# Duration Prediction

In [1]:
import pandas as pd
from sklearn.feature_extraction import DictVectorizer
from sklearn.linear_model import LinearRegression, Lasso
from sklearn.metrics import root_mean_squared_error
import pickle
import mlflow
import xgboost as xgb
from hyperopt import fmin, tpe, hp, STATUS_OK, Trials
from hyperopt.pyll import scope



In [2]:
pd.options.mode.copy_on_write = True

In [3]:
mlflow.set_tracking_uri("sqlite:///mlflow.db")
mlflow.set_experiment("nyc-taxi-experiment")
mlflow.autolog(disable=True)

2025/05/26 10:14:50 INFO mlflow.tracking.fluent: Experiment with name 'nyc-taxi-experiment' does not exist. Creating a new experiment.


In [4]:
def preprocessing(df):
    # compute target variables: trip duration in minutes
    df['duration'] = df.lpep_dropoff_datetime - df.lpep_pickup_datetime
    df.duration = df.duration.apply(lambda td: td.total_seconds() / 60)

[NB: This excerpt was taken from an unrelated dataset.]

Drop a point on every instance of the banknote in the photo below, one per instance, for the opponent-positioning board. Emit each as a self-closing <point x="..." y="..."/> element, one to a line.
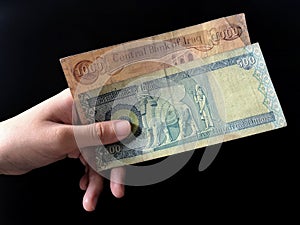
<point x="105" y="66"/>
<point x="218" y="98"/>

    # keep only trips of less than an hour
    df = df.loc[(df.duration >= 1) & (df.duration <= 60), :]

    # extract trip date components
    df['trip_month'] = pd.Categorical(df.lpep_pickup_datetime.dt.month)
    df['trip_dom'] = pd.Categorical(df.lpep_pickup_datetime.dt.day)
    df['trip_hour'] = pd.Categorical(df.lpep_pickup_datetime.dt.hour)

    # concatenate pickup and dropoff locations
    df['PU_DO'] = df['PULocationID'].astype(str) + '_' + df['DOLocationID'].astype(str)

    return df

In [5]:
def one_hot_encoding(df, numerical, categorical, dv=None):
    df[categorical] = df[categorical].astype(str)
    df_dicts = df[categorical + numerical].to_dict(orient='records')

    if not dv:
        dv = DictVectorizer()
        dv.fit(df_dicts)

    X_train = dv.transform(df_dicts)

    return X_train, dv

In [6]:
def train_model(model, X_train, y_train):
    model.fit(X_train, y_train)

In [7]:
# read im the raw data
df_train = pd.read_parquet('https://d37ci6vzurychx.cloudfront.net/trip-data/green_tripdata_2021-01.parquet')
df_val = pd.read_parquet('https://d37ci6vzurychx.cloudfront.net/trip-data/green_tripdata_2021-02.parquet')

In [8]:
# data cleaning
df_train = preprocessing(df_train)
df_val = preprocessing(df_val)

In [9]:
# variable selection
categorical = ['PU_DO']
numerical = ['trip_distance']

In [10]:
# categorical feature encoding
X_train, dv = one_hot_encoding(df_train, numerical, categorical)
X_val, _ = one_hot_encoding(df_val, numerical, categorical, dv=dv)

In [11]:
target = 'duration'
y_train = df_train[target]
y_val = df_val[target]

### Linear Regression

In [12]:
lr = LinearRegression()
train_model(lr, X_train, y_train)

In [13]:
y_pred = lr.predict(X_val)

In [14]:
root_mean_squared_error(y_val, y_pred)

7.758715200888857

### Lasso

In [15]:
alpha = .1
lasso = Lasso(alpha=alpha)
train_model(lasso, X_train, y_train)
y_pred = lasso.predict(X_val)
rmse = root_mean_squared_error(y_val, y_pred)

with mlflow.start_run():
    mlflow.set_tag("developer", "Armand Winant")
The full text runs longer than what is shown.